Al no regir ya el criterio objetivo del vencimiento en el recurso de apelación y siendo apelante el condenado en la primera instancia en este procedimiento, sin que exista una previsión legal específica sobre las costas, en aras a la efectividad de su derecho al recurso contra la sentencia penal condenatoria ( art. 14.5 PIDP; art. 846 ter LECr) en cuanto integrado en el derecho a la tutela judicial efectiva ( art. 24.1 CE) , colmando así el derecho a la doble instancia penal, deben declararse de oficio las costas procesales devengadas en esta instancia, al no apreciarse inconsistencia o falta de fundamento en la interposición del recurso de apelación, no obstante, su desestimación.

Fallo

Que DESESTIMANDOel Recurso de Apelación interpuesto por la representación procesal de Kurt contra la sentencia de 16 de abril de 2024 de la Audiencia Provincial de Bizkaia, Sección 2ª, en el RPO núm. 48/20 del que el presente Rollo de Apelación núm. 90/24 dimana, DEBEMOS CONFIRMAR Y CONFIRMAMOSla resolución dictada, declarando de oficio las costas procesales devengadas en esta segunda instancia.

MODO DE IMPUGNACIÓN:mediante RECURSO DE CASACIÓNque se preparará ante este Tribunal, en el plazo de CINCO DÍASsiguientes al de la última notificación de la resolución recurrida, por escrito autorizado por Abogado y Procurador, en el que se solicitará testimonio de la resolución que se quiera recurrir y manifestará la clase o clases de recurso que trate de utilizar.
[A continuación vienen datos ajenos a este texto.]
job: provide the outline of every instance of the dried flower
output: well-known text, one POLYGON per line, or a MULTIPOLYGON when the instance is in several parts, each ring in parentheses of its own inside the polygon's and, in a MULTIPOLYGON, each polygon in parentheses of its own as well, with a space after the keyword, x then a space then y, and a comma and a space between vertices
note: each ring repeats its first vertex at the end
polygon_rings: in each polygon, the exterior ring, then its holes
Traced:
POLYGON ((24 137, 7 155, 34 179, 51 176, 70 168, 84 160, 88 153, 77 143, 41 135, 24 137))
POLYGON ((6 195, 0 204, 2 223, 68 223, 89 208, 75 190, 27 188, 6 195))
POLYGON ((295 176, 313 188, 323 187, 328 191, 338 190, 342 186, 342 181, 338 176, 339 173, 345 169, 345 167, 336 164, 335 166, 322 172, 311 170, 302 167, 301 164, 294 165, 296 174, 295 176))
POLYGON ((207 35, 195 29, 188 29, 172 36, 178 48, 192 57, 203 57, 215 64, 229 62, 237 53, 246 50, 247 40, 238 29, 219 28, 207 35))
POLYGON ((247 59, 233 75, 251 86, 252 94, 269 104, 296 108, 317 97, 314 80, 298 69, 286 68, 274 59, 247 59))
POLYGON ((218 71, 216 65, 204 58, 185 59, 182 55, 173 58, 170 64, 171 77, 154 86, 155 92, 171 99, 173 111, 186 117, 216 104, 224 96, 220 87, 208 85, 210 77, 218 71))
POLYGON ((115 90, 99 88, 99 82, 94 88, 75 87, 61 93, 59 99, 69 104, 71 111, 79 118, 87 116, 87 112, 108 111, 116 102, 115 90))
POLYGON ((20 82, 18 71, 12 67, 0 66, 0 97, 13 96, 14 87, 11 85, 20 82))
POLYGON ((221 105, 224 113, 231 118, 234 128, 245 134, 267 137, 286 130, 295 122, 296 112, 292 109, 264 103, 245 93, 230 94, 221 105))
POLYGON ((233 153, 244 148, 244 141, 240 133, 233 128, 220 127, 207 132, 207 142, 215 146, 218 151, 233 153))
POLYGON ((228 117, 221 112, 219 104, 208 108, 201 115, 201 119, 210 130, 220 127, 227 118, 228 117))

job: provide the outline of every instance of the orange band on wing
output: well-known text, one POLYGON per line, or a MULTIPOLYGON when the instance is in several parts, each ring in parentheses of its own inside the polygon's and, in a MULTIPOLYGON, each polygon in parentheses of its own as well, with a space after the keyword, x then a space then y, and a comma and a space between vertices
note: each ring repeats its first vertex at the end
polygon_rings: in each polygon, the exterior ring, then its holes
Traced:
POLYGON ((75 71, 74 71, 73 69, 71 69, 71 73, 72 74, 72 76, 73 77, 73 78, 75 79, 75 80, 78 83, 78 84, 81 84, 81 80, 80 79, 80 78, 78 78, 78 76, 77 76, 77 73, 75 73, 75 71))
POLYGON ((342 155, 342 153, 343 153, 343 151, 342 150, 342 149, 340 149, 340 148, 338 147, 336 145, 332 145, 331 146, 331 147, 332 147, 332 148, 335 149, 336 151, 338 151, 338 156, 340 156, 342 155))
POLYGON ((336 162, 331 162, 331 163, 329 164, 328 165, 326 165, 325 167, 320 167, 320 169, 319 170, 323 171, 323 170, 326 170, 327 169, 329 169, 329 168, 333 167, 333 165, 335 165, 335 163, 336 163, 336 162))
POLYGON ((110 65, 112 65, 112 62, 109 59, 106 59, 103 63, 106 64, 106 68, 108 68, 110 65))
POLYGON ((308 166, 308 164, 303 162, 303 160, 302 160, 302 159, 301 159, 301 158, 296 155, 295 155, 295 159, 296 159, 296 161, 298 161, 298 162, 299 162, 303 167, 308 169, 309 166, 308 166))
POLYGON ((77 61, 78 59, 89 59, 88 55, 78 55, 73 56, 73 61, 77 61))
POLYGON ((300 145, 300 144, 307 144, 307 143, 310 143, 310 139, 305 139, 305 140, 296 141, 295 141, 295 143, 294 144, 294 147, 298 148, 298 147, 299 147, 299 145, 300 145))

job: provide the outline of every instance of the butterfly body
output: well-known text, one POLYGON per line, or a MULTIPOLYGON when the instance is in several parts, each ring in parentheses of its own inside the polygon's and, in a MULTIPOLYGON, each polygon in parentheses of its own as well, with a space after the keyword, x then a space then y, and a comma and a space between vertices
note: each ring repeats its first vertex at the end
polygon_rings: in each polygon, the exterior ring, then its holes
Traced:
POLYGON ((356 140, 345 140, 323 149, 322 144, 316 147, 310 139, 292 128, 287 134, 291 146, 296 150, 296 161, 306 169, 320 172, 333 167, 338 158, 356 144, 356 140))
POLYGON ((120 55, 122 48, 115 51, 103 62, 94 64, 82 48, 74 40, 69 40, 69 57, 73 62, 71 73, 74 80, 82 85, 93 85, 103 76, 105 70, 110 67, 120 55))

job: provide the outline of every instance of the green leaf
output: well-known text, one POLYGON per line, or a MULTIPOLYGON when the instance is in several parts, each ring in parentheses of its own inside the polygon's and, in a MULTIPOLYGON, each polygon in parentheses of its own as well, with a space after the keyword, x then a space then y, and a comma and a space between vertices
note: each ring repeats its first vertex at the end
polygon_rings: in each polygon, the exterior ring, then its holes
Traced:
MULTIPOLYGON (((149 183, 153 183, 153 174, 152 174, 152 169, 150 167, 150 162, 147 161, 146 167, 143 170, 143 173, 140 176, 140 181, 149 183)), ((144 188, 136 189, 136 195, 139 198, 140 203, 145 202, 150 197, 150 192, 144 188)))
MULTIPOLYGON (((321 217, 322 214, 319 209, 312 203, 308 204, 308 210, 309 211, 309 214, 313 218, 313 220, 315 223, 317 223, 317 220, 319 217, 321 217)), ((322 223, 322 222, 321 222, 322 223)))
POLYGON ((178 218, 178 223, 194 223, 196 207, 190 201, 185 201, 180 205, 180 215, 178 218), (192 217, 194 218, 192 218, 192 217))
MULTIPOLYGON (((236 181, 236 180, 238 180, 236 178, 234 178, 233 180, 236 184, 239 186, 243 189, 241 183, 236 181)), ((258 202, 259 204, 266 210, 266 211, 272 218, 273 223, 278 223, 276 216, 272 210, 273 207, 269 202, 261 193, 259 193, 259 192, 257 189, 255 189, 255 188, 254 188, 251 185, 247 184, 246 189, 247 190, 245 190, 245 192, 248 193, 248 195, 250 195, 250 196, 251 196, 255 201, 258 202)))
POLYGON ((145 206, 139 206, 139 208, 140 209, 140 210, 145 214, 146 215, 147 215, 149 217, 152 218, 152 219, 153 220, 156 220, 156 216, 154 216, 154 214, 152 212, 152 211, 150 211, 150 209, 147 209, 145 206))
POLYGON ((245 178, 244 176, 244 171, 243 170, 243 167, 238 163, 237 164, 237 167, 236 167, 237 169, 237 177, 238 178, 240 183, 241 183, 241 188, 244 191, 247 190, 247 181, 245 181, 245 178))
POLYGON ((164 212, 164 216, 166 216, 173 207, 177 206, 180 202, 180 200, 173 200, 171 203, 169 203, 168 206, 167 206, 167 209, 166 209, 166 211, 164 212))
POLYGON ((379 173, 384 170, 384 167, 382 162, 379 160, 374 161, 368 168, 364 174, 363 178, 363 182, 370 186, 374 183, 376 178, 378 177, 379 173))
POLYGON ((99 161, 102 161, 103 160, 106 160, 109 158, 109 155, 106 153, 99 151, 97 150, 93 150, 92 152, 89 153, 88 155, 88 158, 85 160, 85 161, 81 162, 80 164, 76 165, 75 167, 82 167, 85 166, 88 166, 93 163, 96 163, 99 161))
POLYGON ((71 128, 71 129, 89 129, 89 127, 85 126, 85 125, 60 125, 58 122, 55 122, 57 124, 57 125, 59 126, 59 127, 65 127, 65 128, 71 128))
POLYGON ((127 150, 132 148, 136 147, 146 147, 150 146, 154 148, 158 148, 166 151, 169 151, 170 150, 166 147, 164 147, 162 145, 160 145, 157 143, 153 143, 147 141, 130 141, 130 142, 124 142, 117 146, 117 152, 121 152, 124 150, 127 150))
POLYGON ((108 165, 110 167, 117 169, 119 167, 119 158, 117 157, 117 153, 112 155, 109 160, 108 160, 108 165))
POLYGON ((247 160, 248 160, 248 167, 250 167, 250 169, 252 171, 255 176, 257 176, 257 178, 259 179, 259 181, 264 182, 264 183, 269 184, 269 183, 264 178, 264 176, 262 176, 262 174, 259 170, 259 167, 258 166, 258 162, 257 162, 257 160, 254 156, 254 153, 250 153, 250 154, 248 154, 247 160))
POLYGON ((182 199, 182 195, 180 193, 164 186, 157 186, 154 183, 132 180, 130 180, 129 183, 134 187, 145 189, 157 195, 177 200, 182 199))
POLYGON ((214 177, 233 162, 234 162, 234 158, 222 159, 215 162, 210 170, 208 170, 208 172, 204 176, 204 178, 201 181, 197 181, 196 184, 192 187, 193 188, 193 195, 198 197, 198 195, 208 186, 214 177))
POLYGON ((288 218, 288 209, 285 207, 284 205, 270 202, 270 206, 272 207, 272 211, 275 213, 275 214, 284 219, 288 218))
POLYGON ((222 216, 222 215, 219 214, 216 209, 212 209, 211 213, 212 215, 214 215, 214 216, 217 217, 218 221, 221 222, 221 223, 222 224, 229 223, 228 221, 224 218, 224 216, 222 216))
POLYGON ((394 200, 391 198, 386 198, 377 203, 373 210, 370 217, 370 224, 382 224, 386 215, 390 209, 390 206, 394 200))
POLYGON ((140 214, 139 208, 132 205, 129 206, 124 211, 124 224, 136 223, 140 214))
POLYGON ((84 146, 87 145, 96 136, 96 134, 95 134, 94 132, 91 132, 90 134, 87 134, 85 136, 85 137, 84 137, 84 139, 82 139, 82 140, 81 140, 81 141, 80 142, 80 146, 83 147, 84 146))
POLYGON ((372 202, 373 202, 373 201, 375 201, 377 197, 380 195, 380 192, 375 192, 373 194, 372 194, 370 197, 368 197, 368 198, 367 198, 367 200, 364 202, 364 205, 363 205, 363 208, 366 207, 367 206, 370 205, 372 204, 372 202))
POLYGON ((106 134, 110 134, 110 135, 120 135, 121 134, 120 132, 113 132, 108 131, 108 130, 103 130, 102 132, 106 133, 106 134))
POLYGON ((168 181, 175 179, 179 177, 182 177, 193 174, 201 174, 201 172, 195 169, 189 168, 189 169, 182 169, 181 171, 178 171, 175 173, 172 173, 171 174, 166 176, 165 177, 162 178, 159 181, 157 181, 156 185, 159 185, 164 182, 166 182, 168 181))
Así, por esta nuestra Sentencia, lo pronunciamos, mandamos y firmamos.

La difusión del texto de esta resolución a partes no interesadas en el proceso en el que ha sido dictada solo podrá llevarse a cabo previa disociación de los datos de carácter personal que el mismo contuviera y con pleno respeto al derecho a la intimidad, a los derechos de las personas que requieran un especial deber de tutela o a la garantía del anonimato de las víctimas o perjudicados, cuando proceda.

Los datos personales incluidos en esta resolución no podrán ser cedidos, ni comunicados con fines contrarios a las leyes.

PUBLICACIÓN.-Dada y pronunciada fue la anterior Sentencia por los/las Ilmos./Ilmas. Sres./Sras. Magistrados/as que la firman y leída por el Ilmo. Sr. Presidente en el mismo día de su fecha, de lo que yo, el/la Letrado de la Administración de Justicia, certifico.